FOSSELLA: Well, personally, I like to give more freedom to the American people to do...

PRESS: To waste?

FOSSELLA: Well, if they want to buy a Ford Expedition, let them buy it. If they want to buy that minivan for their family, a growing family, I say, let them do it. It's their choice to make, and I think that we can structure a program, not a perfect one, but that has promoting conservation as part of it. But also we cannot just rely upon conservation to save this problem -- to solve this problem and to reduce prices.

MARKEY: Can I get in on this for a second?

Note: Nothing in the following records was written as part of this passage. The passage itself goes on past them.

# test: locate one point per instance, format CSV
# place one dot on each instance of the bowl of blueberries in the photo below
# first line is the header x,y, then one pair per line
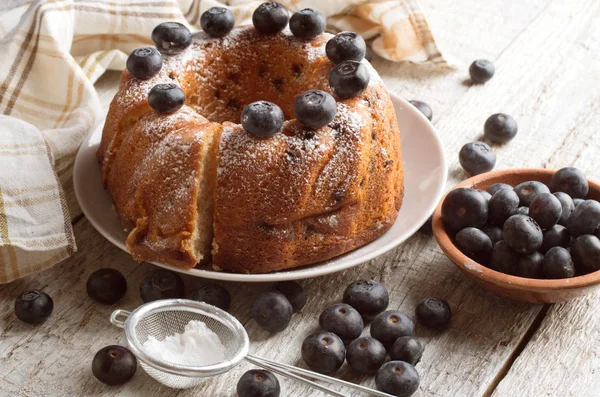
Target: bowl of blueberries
x,y
531,235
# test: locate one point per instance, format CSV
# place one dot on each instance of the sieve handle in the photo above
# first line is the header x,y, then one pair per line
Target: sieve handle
x,y
118,317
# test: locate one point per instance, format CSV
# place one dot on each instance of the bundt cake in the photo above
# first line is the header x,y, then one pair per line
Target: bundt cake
x,y
296,185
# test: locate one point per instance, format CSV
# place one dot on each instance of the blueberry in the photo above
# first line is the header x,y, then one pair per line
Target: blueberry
x,y
349,79
398,379
529,190
390,325
213,294
434,313
504,258
114,365
144,63
558,263
315,108
407,349
270,17
323,352
523,234
502,206
567,205
493,232
171,37
106,286
258,383
481,71
530,266
586,253
368,297
423,108
496,187
307,24
462,208
556,236
346,46
262,119
294,293
475,244
365,355
585,219
162,284
500,128
343,320
546,210
217,21
272,311
571,181
477,158
166,98
33,306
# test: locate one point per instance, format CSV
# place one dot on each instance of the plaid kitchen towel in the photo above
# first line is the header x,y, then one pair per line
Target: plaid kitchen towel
x,y
51,54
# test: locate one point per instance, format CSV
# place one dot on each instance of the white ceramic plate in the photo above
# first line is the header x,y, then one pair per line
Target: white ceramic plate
x,y
425,177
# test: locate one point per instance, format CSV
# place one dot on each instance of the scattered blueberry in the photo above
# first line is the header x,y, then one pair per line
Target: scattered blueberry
x,y
217,21
162,284
558,263
556,236
106,286
144,63
258,383
434,313
571,181
272,311
423,108
294,293
33,306
349,79
398,379
496,187
567,205
477,158
213,294
365,355
315,108
500,128
323,352
171,37
262,119
529,190
475,244
462,208
114,365
343,320
368,297
546,210
504,258
585,219
270,17
307,24
502,206
530,266
346,46
586,253
481,71
523,234
166,98
408,349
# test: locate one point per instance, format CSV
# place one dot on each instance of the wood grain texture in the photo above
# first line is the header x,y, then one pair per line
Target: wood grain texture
x,y
548,70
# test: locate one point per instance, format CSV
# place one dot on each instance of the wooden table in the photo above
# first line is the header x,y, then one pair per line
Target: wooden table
x,y
547,57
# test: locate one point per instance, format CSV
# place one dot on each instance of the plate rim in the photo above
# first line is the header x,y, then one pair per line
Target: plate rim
x,y
310,271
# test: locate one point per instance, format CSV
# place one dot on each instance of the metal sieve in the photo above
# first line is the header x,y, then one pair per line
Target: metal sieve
x,y
169,316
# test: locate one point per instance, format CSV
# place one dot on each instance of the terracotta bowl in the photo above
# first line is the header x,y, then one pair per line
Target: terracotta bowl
x,y
513,287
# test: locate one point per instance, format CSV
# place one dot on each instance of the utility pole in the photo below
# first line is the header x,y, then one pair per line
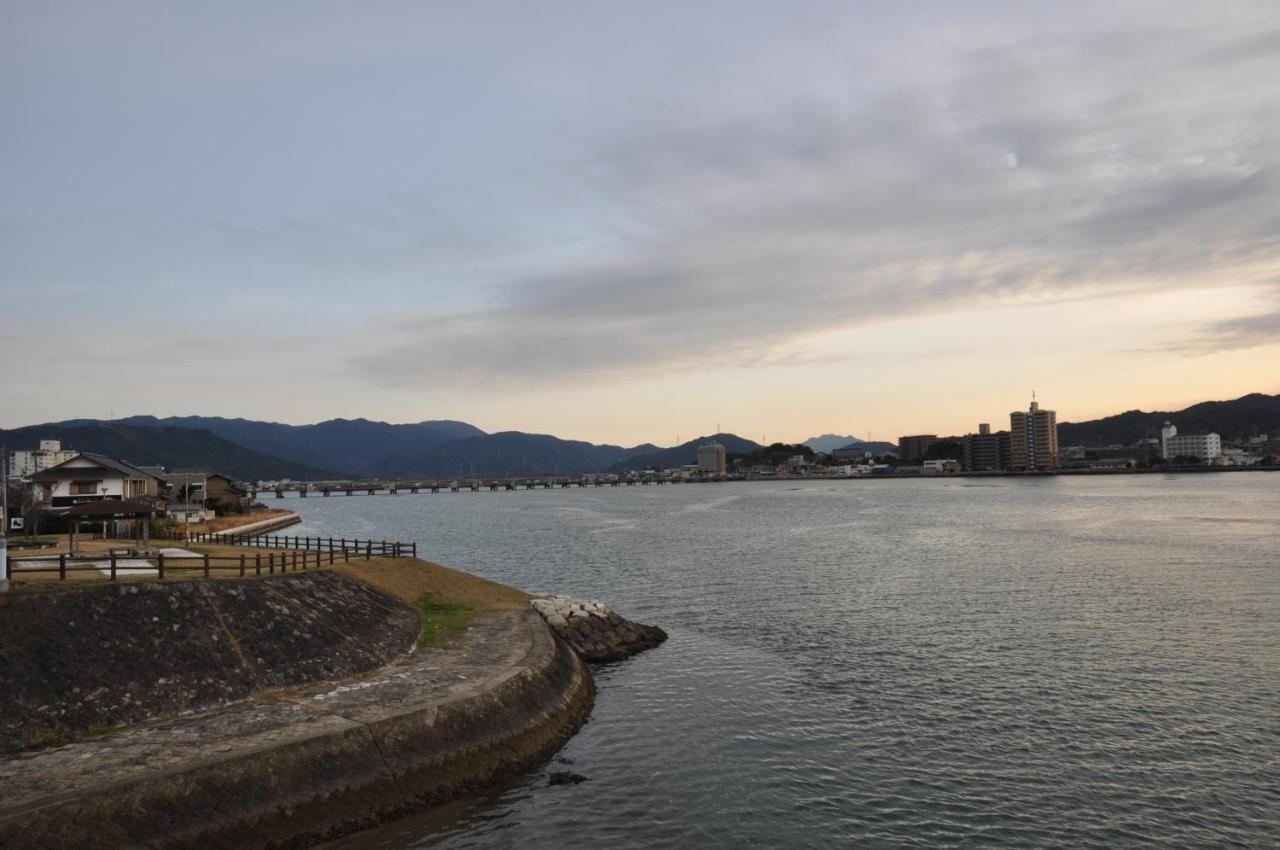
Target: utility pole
x,y
4,517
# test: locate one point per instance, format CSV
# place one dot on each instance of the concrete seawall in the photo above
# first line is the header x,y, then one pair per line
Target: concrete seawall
x,y
316,763
120,653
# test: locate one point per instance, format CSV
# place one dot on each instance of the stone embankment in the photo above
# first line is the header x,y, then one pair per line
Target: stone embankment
x,y
315,763
595,633
110,654
242,713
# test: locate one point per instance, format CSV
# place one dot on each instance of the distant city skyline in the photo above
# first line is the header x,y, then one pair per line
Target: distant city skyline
x,y
621,224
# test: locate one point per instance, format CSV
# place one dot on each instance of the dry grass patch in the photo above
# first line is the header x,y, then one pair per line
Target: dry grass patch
x,y
236,520
414,580
447,599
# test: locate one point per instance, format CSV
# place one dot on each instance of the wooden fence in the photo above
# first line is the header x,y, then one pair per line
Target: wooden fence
x,y
360,548
173,566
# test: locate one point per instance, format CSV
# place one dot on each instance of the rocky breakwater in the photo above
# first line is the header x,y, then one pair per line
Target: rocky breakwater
x,y
594,631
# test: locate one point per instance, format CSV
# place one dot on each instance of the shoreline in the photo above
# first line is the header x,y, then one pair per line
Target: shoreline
x,y
315,752
315,766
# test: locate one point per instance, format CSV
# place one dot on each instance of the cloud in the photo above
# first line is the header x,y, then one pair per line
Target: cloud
x,y
1042,169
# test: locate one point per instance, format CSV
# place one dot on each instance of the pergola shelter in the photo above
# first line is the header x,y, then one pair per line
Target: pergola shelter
x,y
110,511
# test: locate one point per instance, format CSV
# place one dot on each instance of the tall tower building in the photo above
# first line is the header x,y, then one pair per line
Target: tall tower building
x,y
711,458
1033,439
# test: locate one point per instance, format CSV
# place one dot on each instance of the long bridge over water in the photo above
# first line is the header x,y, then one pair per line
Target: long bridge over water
x,y
461,485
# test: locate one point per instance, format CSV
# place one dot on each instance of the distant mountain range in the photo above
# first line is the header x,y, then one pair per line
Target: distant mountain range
x,y
168,447
1246,416
684,453
443,448
510,453
828,443
356,446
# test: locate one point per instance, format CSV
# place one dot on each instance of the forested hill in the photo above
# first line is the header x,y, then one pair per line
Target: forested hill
x,y
1246,416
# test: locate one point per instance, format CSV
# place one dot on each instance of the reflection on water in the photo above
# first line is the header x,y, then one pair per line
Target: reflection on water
x,y
1048,663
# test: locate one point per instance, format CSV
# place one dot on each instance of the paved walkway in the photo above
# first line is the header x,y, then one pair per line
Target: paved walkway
x,y
490,652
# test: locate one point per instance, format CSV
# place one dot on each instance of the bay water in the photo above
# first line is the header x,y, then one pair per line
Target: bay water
x,y
1016,662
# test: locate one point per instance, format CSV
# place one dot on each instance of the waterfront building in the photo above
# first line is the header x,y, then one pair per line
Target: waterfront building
x,y
28,462
711,458
1202,447
986,451
1033,439
88,478
912,449
851,452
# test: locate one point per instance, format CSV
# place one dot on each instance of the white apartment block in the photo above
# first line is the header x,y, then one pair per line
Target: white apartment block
x,y
28,462
1203,447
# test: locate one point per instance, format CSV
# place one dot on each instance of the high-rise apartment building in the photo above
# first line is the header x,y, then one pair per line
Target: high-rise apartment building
x,y
986,451
1033,439
912,449
711,458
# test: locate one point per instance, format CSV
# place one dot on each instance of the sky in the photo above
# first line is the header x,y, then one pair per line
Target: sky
x,y
638,222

PRESS: Go ahead, congressman.

MARKEY: You know, Gerald Ford is going to receive the Profiles in Courage award up at the Kennedy Library in a couple of weeks for his pardoning of Richard Nixon. But he deserves the award for another reason: Although he came from Michigan in 1975, he said that we should double the economy standards for automobiles in the United States from 13 miles a gallon to 27 miles a gallon over the next 10 years. He did it. He signed that bill, even though he came from Michigan.

It brought OPEC to its knees. Oil dropped to $12 a barrel by 1986. We put two-thirds of all oil in the United States in gasoline tax. Today, we have slipped back to 24 miles a gallon because there are no standards on SUVs, because we have allowed ourselves to lose our technological edge over OPEC by allowing the auto industry to escape improvement in the fuel economy standards.

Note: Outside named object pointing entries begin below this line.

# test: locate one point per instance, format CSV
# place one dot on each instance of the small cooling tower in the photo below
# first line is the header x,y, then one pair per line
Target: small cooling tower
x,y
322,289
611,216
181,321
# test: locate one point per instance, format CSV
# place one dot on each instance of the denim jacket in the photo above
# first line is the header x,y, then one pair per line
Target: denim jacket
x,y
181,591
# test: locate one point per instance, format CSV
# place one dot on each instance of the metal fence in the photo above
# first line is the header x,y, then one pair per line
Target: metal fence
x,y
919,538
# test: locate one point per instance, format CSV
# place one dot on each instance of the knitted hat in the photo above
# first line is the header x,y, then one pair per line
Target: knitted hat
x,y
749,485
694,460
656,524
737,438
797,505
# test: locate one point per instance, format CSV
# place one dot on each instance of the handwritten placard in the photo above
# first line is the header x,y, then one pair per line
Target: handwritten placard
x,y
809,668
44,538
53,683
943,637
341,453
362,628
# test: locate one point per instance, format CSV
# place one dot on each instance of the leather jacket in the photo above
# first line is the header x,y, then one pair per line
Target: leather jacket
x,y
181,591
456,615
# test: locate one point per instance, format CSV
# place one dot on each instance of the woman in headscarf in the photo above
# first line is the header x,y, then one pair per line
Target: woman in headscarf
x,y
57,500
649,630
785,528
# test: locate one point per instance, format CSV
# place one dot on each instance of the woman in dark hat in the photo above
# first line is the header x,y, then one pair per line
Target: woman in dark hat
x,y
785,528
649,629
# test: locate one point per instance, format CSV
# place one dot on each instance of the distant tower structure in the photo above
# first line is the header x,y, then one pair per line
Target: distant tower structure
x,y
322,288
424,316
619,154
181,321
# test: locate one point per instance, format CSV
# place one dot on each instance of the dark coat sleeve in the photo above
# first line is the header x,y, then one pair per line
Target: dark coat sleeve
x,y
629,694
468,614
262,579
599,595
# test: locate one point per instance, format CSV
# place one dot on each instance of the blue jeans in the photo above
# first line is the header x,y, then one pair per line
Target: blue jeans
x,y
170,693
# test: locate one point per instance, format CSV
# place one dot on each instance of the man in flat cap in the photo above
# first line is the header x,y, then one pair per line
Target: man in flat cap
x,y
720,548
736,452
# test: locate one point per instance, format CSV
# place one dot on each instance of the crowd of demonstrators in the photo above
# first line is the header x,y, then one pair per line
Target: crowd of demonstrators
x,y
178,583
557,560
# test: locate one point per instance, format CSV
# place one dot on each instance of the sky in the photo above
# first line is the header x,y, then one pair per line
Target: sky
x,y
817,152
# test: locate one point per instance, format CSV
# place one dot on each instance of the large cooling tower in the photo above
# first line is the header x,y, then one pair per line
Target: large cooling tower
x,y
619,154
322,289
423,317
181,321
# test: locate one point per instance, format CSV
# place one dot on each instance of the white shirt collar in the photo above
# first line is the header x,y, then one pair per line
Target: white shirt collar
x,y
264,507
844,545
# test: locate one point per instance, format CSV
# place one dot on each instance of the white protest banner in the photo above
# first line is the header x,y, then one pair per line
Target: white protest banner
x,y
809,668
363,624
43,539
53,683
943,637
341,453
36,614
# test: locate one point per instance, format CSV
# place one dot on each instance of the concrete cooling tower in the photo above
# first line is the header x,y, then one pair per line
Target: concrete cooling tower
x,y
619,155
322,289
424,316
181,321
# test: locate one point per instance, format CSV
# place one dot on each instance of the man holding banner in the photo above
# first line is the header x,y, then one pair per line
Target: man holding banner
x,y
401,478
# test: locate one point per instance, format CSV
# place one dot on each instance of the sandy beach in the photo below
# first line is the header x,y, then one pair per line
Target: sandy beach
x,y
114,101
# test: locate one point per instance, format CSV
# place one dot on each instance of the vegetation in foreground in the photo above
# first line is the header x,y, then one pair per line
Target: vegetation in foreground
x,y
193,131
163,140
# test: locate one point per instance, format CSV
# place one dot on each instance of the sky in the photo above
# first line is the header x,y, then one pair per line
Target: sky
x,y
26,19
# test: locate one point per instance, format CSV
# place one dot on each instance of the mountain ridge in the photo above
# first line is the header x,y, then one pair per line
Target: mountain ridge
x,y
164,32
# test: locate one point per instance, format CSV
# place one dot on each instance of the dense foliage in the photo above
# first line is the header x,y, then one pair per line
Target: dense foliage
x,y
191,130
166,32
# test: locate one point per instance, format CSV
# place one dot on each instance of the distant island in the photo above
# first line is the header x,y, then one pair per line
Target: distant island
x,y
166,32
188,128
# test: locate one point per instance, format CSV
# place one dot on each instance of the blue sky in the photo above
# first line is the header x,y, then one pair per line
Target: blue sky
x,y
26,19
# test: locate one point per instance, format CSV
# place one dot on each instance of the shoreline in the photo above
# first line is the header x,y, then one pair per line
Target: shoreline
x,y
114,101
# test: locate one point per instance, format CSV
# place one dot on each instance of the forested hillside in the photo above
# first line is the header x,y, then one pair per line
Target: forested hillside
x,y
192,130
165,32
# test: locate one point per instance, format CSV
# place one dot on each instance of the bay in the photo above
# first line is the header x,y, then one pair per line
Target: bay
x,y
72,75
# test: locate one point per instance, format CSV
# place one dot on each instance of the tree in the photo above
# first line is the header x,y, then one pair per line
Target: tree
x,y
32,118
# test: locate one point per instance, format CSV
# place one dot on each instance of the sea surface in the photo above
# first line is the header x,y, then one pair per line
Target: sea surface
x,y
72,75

If it went up to 35 or 40 miles a gallon, OPEC would be back on its knees again.

CARLSON: OK, Congressman Markey, thank you for your words against SUVs. Vito Fossella, thank you. Good luck on the Energy Committee to both of you.

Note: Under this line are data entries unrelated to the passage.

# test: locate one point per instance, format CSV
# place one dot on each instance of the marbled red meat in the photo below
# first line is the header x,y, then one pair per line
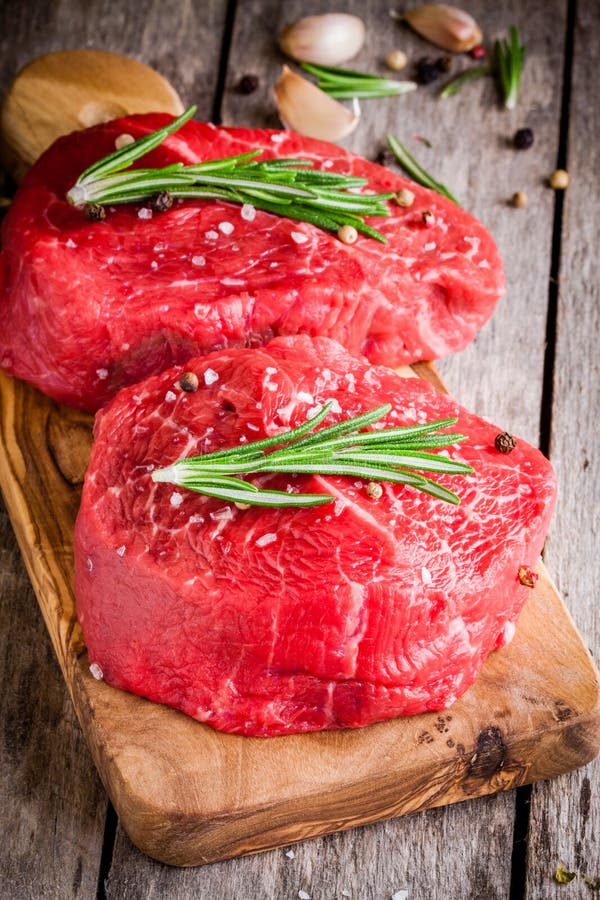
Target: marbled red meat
x,y
90,307
271,621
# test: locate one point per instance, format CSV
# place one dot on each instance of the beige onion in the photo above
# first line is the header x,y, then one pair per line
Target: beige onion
x,y
328,40
447,27
304,108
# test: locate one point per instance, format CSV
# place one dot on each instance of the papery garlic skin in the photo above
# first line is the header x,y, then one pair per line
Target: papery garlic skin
x,y
304,108
447,27
327,40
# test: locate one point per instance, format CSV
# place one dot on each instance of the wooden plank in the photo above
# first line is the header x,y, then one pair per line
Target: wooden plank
x,y
499,375
565,814
52,802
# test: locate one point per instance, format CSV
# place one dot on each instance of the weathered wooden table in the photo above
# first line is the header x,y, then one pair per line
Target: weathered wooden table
x,y
534,367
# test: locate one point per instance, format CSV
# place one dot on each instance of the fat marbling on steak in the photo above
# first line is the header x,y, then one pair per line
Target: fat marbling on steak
x,y
90,307
274,621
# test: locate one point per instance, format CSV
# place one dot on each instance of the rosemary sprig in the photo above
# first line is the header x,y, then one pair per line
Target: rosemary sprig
x,y
345,84
387,454
509,57
286,187
416,170
457,84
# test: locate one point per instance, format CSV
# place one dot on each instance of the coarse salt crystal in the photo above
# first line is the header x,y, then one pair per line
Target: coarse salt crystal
x,y
123,140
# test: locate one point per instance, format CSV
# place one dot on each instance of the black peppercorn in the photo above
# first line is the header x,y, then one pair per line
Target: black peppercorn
x,y
189,382
94,212
161,202
247,84
426,71
523,138
505,442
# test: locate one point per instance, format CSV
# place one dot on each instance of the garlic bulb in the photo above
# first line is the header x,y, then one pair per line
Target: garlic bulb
x,y
304,108
328,40
445,26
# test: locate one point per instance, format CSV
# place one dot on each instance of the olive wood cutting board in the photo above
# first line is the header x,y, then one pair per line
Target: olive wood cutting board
x,y
187,794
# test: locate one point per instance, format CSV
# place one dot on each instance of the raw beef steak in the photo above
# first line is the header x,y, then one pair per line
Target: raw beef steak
x,y
90,307
273,621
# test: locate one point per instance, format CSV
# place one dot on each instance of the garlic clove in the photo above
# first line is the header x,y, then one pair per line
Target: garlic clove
x,y
328,40
445,26
304,108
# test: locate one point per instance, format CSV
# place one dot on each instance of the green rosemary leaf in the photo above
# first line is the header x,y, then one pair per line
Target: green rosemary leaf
x,y
509,56
335,73
337,450
286,187
416,170
347,426
294,434
457,84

Bill Press and I will be back, conserving words and battling over energy in our closing comments. We'll be right back.

(COMMERCIAL BREAK)

CARLSON: Hey, Bill, I got a new -- I got a new slogan for your party: Democrats, the party of the musk oxen. We can't drill in ANWR because the ox won't like it. It is the party against civilization, against the SUV, against air conditioning, against progress and fun and all the fruits of America.

PRESS: Democrats actually believe that we can save the environment and still have enough energy.

CARLSON: And the musk oxen.

PRESS: But I have a motto for the White House. This White House is the do-nothing White House. Last year, the president had to act to get those prices down. This year, they're saying we can do nothing, therefore, we're not even going to try. I have never seen such a...

CARLSON: Because he has the courage...

PRESS: ... defeatist president.

CARLSON: No, because he has the courage -- he had the courage to turn down the photo-op, which may be the most courageous thing a president can do.

PRESS: Just too lazy, Tucker.

CARLSON: Right, Bill. Please.

PRESS: From the left, I'm Bill Press. Good night for CROSSFIRE.

We'll see you later in "THE SPIN ROOM."

CARLSON: With Jocelyn Elders. Good night from the right. I'm Tucker Carlson. See you again tomorrow night for another edition of CROSSFIRE.